BRIEF DESCRIPTION OF THE FIGURES
[0006] The present invention will be described by way of exemplary
embodiments, but not limitations, illustrated in the accompanying
drawings in which like references denote similar elements, and in
which:
[0007] FIG. 1 is an exploded view of a wrist watch form factor
electronic apparatus according to a first alternative embodiment of
the invention.
[0008] FIG. 2 is a sectional elevation view of a lower housing part
of the electronic apparatus shown in FIG. 1 according to the first
alternative embodiment of the invention.
[0009] FIG. 3 is a magnified view of a portion of the sectional
elevation view shown in FIG. 2.
[0010] FIG. 4 is an exploded view of a piezoelectric transducer
that is included in the electronic apparatus shown in FIGS. 1, 2
and 3.
[0011] FIG. 5 is a sectional elevation view of a lower housing part
of the electronic apparatus shown in FIG. 1 according to a second
alternative embodiment of the invention.
[0012] FIG. 6 is a magnified view of a portion of the sectional
elevation view shown in FIG. 5.
[0013] FIG. 7 is a perspective view of a lower housing part of the
electronic apparatus shown in FIG. 1 according to a preferred
embodiment of the invention.
[0014] FIG. 8 is a sectional elevation view of the lower housing
part shown in FIG. 7.
[0015] FIG. 9 is a perspective view of a lower housing part of the
electronic apparatus shown in FIG. 1 according to a third
alternative embodiment of the invention.
[0016] FIG. 10 is a perspective view, with a broken out portion, of
a wireless communication device according to a fourth alternative
embodiment of the invention.
[0017] FIG. 11 is a magnified view of a portion of the perspective
view shown in FIG. 10.
[0018] FIG. 12 is a sectional plan view of the wireless
communication device shown in FIG. 0.
[0019] FIG. 13 is a functional block diagram of the electronic
apparatus shown in FIG. 1 according to the preferred embodiment of
the invention.
DETAILED DESCRIPTION OF THE PREFERRED EMBODIMENTS
[0020] As required, detailed embodiments of the present invention
are disclosed herein; however, it is to be understood that the
disclosed embodiments are merely exemplary of the invention, which
can be embodied in various forms. Therefore, specific structural
and functional details disclosed herein are not to be interpreted
as limiting, but merely as a basis for the claims and as a
representative basis for teaching one skilled in the art to
variously employ the present invention in virtually any
appropriately detailed structure. Further, the terms and phrases
used herein are not intended to be limiting; but rather, to provide
an understandable description of the invention.

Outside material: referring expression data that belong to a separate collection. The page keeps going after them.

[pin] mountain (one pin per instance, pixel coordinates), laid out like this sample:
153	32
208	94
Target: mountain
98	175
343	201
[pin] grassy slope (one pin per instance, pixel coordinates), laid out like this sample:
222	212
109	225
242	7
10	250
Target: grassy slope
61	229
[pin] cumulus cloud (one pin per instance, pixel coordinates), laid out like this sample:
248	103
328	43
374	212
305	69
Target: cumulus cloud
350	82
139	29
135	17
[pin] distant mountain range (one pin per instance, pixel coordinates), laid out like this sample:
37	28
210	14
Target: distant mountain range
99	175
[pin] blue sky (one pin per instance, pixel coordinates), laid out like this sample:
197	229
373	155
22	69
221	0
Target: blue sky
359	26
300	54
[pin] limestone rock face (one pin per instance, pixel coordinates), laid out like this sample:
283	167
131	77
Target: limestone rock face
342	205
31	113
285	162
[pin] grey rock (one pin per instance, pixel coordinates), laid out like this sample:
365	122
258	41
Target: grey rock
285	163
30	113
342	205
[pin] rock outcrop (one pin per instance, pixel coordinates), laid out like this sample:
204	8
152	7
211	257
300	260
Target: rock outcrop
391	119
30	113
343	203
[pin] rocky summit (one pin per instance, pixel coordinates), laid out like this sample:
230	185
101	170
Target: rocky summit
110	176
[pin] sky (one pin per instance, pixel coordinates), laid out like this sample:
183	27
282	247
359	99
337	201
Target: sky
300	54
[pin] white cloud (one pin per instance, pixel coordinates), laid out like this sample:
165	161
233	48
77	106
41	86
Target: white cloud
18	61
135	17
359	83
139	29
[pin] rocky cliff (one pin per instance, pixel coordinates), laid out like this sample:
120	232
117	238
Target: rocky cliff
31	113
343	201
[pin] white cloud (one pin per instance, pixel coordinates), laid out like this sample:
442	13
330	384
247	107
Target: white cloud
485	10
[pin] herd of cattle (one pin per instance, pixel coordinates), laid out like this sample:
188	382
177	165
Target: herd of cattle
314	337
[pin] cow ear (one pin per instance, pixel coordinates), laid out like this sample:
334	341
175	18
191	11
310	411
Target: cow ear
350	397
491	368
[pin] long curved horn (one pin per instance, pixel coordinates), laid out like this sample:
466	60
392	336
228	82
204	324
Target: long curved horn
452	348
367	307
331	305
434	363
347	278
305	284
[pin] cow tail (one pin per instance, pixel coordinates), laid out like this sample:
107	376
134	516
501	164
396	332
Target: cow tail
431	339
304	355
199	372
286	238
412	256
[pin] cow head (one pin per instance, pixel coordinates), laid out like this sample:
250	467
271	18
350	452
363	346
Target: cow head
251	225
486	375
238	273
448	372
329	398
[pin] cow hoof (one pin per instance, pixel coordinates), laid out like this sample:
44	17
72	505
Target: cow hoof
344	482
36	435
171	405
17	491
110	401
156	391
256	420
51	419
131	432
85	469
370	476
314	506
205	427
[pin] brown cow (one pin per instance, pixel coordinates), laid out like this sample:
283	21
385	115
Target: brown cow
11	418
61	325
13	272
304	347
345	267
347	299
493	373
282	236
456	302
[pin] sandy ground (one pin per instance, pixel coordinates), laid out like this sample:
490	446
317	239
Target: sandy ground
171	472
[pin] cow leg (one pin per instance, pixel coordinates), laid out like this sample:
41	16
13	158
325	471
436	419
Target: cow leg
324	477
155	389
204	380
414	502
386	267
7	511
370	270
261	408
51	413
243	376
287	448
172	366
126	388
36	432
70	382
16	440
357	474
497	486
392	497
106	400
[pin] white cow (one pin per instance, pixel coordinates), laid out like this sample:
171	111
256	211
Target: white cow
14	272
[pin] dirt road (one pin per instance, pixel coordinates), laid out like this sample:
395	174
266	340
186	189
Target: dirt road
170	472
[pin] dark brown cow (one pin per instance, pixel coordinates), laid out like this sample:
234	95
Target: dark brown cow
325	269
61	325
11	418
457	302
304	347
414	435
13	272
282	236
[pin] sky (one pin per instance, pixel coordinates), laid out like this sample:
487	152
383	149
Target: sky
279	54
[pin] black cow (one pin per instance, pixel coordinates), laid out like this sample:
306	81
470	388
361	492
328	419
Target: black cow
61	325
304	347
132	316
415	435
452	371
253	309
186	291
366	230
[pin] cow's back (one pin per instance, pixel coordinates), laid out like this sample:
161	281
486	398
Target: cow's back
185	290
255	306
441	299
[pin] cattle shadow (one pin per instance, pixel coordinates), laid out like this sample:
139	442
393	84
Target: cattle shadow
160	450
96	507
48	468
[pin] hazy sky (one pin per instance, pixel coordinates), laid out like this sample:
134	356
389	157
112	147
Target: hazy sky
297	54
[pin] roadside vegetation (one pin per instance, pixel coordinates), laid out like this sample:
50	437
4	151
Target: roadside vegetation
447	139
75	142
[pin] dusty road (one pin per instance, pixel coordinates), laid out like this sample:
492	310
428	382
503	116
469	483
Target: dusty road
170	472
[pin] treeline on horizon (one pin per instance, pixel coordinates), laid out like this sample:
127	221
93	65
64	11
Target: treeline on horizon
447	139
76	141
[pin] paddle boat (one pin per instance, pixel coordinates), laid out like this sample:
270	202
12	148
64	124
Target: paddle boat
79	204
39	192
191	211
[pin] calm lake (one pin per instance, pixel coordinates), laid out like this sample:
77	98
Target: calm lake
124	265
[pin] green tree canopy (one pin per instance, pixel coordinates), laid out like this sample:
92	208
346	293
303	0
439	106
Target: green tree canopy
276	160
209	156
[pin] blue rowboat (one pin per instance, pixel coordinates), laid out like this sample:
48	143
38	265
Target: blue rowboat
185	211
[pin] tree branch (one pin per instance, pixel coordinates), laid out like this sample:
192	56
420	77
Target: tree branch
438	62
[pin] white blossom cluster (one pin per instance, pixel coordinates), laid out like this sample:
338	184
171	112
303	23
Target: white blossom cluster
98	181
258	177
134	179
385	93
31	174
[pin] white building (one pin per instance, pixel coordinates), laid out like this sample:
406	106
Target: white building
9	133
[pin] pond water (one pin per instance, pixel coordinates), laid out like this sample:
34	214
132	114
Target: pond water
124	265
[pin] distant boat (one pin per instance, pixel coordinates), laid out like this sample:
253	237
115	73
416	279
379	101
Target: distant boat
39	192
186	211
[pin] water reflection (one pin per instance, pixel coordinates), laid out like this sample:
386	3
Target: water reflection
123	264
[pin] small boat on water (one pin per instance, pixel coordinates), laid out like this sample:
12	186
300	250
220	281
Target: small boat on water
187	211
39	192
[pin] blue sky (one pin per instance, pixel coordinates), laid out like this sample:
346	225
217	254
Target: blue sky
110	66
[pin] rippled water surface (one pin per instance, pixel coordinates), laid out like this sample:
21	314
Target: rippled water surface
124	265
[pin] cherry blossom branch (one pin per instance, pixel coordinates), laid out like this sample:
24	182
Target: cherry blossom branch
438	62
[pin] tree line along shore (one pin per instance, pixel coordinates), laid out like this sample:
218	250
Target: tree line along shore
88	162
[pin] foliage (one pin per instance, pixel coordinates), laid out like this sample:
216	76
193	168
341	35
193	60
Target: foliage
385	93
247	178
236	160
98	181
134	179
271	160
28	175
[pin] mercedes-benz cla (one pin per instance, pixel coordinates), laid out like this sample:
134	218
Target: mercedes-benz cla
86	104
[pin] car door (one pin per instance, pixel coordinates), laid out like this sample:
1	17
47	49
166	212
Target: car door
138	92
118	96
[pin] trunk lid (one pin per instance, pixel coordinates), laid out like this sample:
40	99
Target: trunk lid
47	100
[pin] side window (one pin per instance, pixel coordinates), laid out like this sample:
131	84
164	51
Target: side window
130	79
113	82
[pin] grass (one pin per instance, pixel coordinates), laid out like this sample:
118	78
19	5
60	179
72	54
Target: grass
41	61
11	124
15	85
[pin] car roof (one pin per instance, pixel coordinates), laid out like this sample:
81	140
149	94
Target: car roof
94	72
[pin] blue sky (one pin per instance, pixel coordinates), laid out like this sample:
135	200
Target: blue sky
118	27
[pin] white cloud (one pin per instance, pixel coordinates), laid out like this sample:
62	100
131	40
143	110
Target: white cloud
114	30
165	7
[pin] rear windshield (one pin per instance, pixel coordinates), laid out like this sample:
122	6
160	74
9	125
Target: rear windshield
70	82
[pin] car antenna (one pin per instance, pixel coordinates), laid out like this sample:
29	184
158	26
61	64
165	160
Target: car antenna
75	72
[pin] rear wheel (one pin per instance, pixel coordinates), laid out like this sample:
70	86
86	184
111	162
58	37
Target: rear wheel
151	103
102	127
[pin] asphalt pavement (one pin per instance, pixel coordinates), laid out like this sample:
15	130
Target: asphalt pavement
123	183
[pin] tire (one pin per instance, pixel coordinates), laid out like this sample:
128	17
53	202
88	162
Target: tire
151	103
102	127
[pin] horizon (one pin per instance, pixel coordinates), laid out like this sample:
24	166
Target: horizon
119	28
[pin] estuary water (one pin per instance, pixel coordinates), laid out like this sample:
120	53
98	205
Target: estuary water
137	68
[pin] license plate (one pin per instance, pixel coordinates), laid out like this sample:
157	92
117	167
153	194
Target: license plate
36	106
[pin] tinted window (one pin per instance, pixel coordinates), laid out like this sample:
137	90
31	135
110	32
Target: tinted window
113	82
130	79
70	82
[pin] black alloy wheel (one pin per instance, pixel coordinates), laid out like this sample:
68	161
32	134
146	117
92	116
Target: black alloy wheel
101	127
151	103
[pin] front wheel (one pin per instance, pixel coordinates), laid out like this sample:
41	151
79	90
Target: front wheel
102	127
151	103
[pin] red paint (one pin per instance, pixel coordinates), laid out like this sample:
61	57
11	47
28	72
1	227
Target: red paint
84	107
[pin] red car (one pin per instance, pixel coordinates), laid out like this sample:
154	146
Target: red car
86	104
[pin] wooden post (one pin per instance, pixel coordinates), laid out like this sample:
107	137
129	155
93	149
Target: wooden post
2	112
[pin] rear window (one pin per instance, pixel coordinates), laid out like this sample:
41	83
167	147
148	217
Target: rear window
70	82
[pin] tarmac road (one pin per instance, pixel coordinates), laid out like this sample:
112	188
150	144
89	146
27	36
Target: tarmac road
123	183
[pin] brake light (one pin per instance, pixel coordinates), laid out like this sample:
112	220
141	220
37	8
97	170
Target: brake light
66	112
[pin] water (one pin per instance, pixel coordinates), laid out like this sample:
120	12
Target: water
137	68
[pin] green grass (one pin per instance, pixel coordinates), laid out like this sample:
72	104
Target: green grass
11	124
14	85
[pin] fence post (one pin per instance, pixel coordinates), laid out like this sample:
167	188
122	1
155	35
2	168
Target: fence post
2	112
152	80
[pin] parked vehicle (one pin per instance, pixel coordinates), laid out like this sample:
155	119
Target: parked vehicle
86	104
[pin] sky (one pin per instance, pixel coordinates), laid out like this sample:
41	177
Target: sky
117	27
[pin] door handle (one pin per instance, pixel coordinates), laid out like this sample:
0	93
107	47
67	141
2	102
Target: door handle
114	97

[0021] The terms a or an, as used herein, are defined as one or
more than one. The term plurality, as used herein, is defined as
two or more than two. The term another, as used herein, is defined
as at least a second or more. The terms including and/or having, as
used herein, are defined as comprising (i.e., open language). The
term coupled, as used herein, is defined as connected, although not
necessarily directly, and not necessarily mechanically. The term
program, as used herein, is defined as a sequence of instructions
designed for execution on a computer system. A program, or computer
program, may include a subroutine, a function, a procedure, an
object method, an object implementation, an executable application,
an applet, a servlet, a source code, an object code, a shared
library/dynamic load library and/or other sequence of instructions
designed for execution on a computer system.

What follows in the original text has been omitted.